By Charlie Bermant
Peninsula Daily News
Want more top stories? Sign up here for daily or weekly newsletters with our top news.
While the grandstand at the 66-year-old field at 550 Washington St. is closed until further notice, previously scheduled activities will continue on the field itself, said Monte Reinders, Jefferson County public works director.
The roof and its supporting structure must be removed before the grandstand can be used again, he said.
County officials had expected to replace the roof this summer, a project expected to cost between $80,000 and $100,000.
They hadn’t expected to immediately replace all the wooden grandstand area, excluding the concert bleachers.
Reinders said he doesn’t know how much that will cost — or where the county will get the money.
Engineer Scott Headrick inspected the grandstand Friday while the Port Townsend Rhododendron Festival carnival was on the field and reported his findings Monday to Port Townsend contractor Mark Grant, who had planned to bid on the roof replacement project.
The news from Headrick prompted Grant to drop his plans to bid.
Headrick recommended condemnation of the grandstand because of “degradation in the majority of structural members due to exposure to the salt air, rain water and lack of maintenance.”
His statement was in an email thread from Headrick to Grant that was supplied to the Peninsula Daily News by the city of Port Townsend.
According to Headrick’s report, the degree of degradation is severe or extremely severe in several areas, included the main frame columns and base plates, the roof purlins (supports) connections, the windbreak columns and the roofing and wall panels.
“It wasn’t in imminent danger of falling down by itself, but it probably would not have stood up against an earthquake, a snowstorm or a heavy windstorm,” Headrick, who has an office in Port Angeles, said Tuesday.

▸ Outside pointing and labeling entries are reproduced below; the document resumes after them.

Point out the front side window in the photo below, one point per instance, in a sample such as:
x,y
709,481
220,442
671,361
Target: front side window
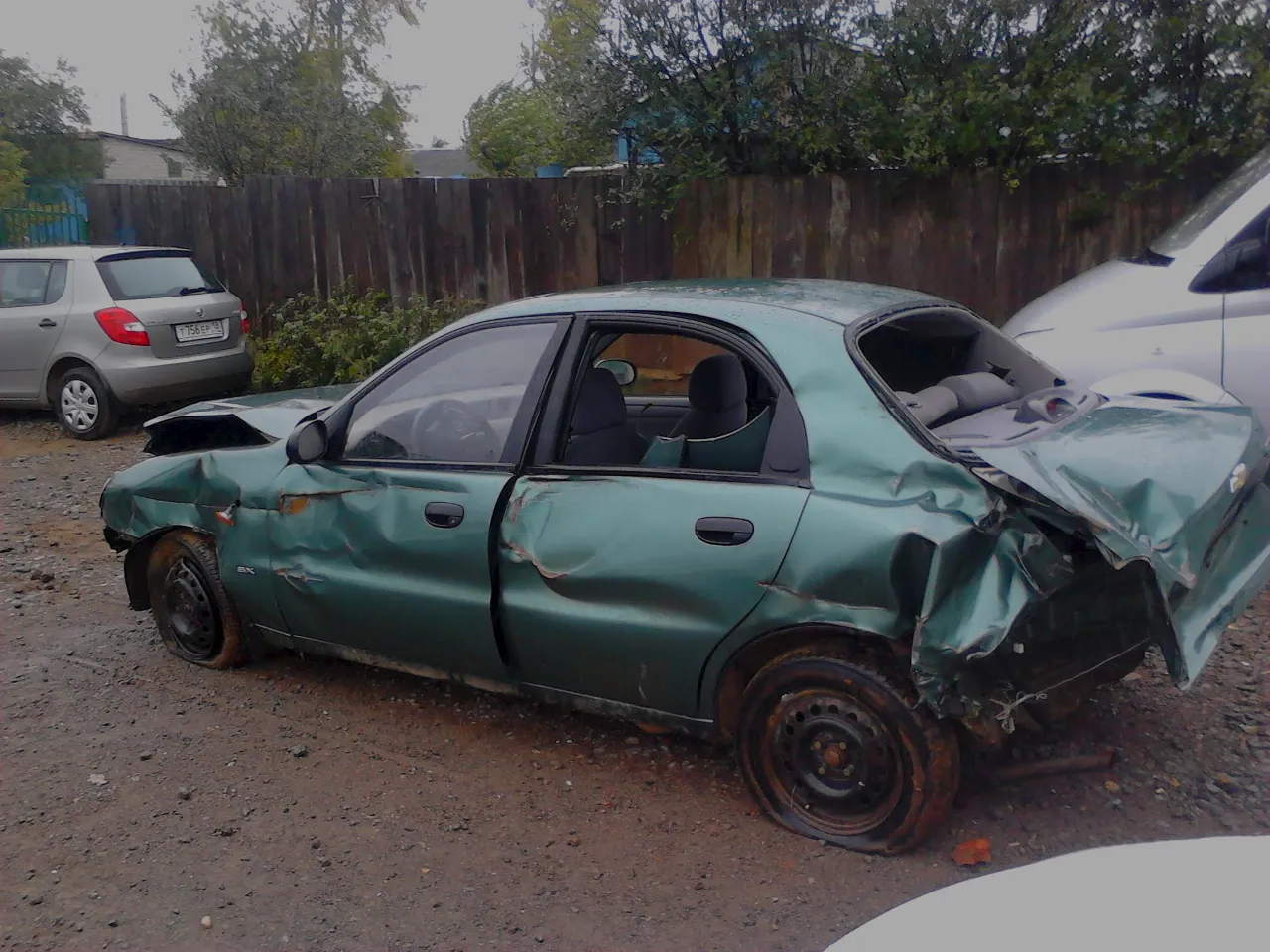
x,y
690,405
136,277
663,362
26,284
1214,204
453,403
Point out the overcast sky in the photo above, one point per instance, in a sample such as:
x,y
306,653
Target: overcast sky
x,y
458,51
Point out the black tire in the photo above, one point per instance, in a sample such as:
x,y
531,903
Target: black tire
x,y
190,607
835,748
82,405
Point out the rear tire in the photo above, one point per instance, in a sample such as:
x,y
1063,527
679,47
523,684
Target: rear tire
x,y
190,607
833,748
84,407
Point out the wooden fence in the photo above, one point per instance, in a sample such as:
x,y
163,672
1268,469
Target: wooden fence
x,y
966,238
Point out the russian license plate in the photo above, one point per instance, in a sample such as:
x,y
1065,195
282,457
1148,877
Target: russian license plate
x,y
200,330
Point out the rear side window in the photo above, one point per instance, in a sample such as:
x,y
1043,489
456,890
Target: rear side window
x,y
26,284
134,277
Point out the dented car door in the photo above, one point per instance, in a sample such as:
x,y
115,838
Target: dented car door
x,y
620,587
382,552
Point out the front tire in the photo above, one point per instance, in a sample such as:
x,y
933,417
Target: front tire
x,y
832,748
84,407
190,607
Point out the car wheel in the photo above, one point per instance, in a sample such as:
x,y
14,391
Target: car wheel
x,y
84,407
193,611
833,748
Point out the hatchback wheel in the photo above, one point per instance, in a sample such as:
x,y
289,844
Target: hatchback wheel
x,y
832,748
84,407
193,611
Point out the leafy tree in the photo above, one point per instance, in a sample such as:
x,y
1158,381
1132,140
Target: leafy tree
x,y
556,113
41,116
1010,82
739,85
511,130
352,30
286,96
719,86
12,173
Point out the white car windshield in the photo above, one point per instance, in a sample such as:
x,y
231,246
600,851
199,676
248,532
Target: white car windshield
x,y
1210,208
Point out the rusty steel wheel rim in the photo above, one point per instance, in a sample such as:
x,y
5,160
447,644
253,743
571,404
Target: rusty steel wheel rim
x,y
190,612
832,762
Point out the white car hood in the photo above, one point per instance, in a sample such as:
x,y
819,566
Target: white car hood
x,y
1174,896
1112,295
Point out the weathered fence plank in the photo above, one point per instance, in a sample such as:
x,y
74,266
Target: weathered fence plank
x,y
965,236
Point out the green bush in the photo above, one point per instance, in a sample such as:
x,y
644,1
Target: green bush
x,y
343,339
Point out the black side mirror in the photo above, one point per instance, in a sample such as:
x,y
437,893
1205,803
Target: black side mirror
x,y
308,442
1232,267
622,370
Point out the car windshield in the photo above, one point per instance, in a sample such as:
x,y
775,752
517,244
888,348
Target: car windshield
x,y
155,276
1210,208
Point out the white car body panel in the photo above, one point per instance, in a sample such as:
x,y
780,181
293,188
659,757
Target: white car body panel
x,y
1171,896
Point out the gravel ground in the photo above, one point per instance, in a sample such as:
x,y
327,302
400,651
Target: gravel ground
x,y
310,803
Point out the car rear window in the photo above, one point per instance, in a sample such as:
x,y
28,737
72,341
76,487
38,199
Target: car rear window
x,y
155,276
28,284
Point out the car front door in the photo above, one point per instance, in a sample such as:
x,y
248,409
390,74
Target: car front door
x,y
35,301
382,552
619,578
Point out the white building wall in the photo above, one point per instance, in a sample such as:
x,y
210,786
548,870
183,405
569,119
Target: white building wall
x,y
140,160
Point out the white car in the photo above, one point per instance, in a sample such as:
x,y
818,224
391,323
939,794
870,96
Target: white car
x,y
1174,896
1188,317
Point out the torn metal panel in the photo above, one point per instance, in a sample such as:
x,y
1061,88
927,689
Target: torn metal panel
x,y
244,421
1178,486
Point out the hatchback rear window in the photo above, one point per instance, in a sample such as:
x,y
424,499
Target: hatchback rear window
x,y
28,284
155,276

Upon receiving a copy of the report Tuesday morning, Rick Sepler, Port Townsend Development Services Department director, issued immediate instructions to “red-tag” the facility until a full inspection takes place.
“The city must assume the worst case and act accordingly and must red-tag the stands,” Sepler wrote in an email to Jefferson County Central Services Director Frank Gifford.
The field, along with the Port Townsend Recreation Center, is one of two facilities that is owned by Jefferson County but located within the Port Townsend city limit, meaning the property is subject to city code.
A “red tag” means the property owner — Jefferson County, in this case — must take immediate action on the property before it can be occupied, according to Michael Hoskins at the city’s planning department, who added that red-tagging isn’t condemnation of the property.
Sepler said the city will need a schedule for removal of the roof and stabilization of the structure or an identification of safe limited uses before allowing bleacher occupancy.
The maintenance of Memorial Field and the Rec Center has been subsidized since 2011 through a voter-approved property tax increase, with the city providing about $400,000 yearly from its share of the increase for maintenance and operation.
That revenue will end in 2015. No substitute funding has been secured.
Reinders and the county will perform further structural analysis and investigation into the design of a new roof structure.
The discovery has postponed and changed the nature of the bidding process, which was scheduled to begin in June.
“We can make the field work without the grandstands and hope they will be able to be used in time for football in the fall,” Reinders said.
The summer events planned on the field can be conducted without the grandstand, Reinders said.
There are some bleachers on the other side of the field, and temporary seating can be used.
During this time, access to the field will occur through the gates at Quincy Street and Washington Street, and portable restrooms will be installed.
Memorial Field is the main athletic field for Port Townsend, hosting baseball, football and soccer, as well as an annual car show and cancer walk.
It was dedicated 66 years ago today, May 21, 1948.